Arttu Rajantie: Stochastic effective theory for scalar fields in de Sitter spacetime

Scalar fields can have important cosmological consequences. It is believed that the accelerating expansion of the Universe during its early inflationary phase was driven by a scalar field called the inflaton, whose quantum fluctuations gave rise to the large scale structure of the Universe. However, from particle physics we know that there is at least one other elementary scalar field in the Universe – the Higgs field – and possibly many others. During inflation, these light scalar fields would have experienced similar amplification, leading to potentially observable effects such as phase transitions or production of dark matter or isocurvature perturbations. These observations can therefore be used to test and constrain the Standard Model of particle physics and its extensions well beyond the limits of particle accelerator experiments. However, there is a serious theoretical stumbling block: The usual perturbation theory techniques which work very well in flat spacetime are not applicable in the inflationary era because of the so-called infrared problem. In this talk, I will focus on a powerful alternative - the stochastic Starobinsky-Yokoyama approach - which is based on the observation that on large distances the scalar field behaves classically, with a noise term produced by short-wavelength quantum fluctuations.

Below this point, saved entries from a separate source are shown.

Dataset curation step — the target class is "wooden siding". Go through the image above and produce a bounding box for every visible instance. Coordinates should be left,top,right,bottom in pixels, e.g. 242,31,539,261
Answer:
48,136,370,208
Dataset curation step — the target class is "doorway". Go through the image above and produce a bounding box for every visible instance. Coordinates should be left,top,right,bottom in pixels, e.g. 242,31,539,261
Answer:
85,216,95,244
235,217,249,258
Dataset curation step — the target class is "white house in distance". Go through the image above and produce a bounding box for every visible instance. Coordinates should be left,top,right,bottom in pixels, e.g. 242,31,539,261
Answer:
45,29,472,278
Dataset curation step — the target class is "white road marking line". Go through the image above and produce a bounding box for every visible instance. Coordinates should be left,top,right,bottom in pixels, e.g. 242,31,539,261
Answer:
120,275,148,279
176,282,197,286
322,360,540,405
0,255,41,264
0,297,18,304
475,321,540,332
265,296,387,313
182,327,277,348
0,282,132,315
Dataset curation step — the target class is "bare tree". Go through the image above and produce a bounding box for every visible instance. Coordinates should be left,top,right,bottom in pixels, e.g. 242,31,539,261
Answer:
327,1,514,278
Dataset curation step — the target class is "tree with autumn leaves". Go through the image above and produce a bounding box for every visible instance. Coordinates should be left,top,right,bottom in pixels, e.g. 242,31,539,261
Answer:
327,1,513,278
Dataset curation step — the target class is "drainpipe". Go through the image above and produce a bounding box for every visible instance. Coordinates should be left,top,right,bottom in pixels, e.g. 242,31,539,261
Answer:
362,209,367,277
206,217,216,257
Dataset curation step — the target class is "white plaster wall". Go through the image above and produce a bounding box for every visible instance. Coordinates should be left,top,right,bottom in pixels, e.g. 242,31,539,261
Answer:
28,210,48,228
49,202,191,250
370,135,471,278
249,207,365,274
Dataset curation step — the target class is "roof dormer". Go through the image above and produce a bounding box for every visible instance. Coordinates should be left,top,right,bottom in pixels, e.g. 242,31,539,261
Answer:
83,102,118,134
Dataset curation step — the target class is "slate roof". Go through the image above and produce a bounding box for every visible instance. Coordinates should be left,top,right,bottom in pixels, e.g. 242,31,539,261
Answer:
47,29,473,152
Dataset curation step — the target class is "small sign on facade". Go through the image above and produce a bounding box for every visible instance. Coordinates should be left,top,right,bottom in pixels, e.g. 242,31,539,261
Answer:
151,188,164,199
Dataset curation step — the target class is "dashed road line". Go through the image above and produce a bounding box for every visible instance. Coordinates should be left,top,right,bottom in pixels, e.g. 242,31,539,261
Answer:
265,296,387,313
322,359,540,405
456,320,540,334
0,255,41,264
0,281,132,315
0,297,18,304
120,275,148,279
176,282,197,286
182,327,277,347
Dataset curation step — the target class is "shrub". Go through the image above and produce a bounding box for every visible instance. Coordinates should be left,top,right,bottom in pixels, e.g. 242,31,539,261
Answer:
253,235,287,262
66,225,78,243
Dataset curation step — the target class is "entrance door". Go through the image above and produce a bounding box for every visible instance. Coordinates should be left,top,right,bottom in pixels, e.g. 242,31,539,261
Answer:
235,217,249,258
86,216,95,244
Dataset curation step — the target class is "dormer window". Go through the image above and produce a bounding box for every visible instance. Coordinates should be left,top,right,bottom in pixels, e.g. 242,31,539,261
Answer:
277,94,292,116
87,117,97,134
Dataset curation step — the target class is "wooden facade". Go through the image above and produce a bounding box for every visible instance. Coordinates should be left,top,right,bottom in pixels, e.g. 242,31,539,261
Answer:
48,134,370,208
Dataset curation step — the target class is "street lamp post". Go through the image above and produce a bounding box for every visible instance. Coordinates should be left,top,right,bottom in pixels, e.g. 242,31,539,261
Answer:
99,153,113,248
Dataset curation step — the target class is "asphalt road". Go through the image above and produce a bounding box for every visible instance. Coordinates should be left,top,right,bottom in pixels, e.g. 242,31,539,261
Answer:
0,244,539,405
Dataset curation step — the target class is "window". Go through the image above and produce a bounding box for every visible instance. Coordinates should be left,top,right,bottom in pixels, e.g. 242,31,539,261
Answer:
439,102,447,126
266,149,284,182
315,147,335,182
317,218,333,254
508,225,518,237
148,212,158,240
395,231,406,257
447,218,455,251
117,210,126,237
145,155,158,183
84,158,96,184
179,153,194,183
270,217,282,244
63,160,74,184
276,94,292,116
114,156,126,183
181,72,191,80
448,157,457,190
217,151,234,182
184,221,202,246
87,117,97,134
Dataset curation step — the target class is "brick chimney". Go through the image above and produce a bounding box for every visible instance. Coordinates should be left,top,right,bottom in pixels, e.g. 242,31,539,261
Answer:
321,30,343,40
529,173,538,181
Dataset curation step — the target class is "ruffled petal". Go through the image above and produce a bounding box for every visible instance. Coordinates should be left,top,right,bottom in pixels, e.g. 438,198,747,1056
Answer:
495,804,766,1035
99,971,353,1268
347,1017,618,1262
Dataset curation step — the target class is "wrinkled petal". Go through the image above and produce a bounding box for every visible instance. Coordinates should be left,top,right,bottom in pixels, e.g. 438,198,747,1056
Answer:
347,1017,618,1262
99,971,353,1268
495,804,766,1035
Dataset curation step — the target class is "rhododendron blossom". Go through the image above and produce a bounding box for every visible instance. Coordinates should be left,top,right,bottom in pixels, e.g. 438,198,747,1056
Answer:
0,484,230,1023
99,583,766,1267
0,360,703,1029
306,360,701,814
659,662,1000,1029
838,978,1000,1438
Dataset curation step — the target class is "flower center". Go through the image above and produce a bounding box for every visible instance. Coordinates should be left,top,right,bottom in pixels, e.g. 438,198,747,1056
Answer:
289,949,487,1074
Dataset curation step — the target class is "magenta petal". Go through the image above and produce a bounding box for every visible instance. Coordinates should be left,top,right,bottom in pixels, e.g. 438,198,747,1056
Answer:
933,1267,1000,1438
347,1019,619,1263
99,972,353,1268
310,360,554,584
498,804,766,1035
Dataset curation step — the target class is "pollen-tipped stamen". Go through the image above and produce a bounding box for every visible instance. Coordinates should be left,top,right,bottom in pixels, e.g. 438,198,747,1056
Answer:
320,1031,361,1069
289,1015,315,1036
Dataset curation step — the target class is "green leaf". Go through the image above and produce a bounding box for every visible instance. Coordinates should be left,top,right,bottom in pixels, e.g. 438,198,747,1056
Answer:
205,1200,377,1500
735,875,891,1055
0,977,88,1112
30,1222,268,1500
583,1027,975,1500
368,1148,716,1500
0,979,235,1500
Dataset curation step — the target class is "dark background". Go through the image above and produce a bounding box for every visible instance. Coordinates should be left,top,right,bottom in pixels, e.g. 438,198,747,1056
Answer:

So far it has been mostly used to calculate the one-point probability distribution of the field, but its real power lies in describing the asymptotic long-distance behaviour of correlation functions through a spectral expansion. I demonstrate this by calculating observational constraints for scalar dark matter models and transition rates between different vacuum states. I also show how to extend the stochastic theory beyond the overdamped approximation used by Starobinsky and Yokoyama. The parameters of this effective theory are determined at one-loop order in perturbation theory, and do not suffer from the same infrared problems as a direct perturbative computation of observables. Therefore it provides a powerful and accurate way of computing cosmological observables.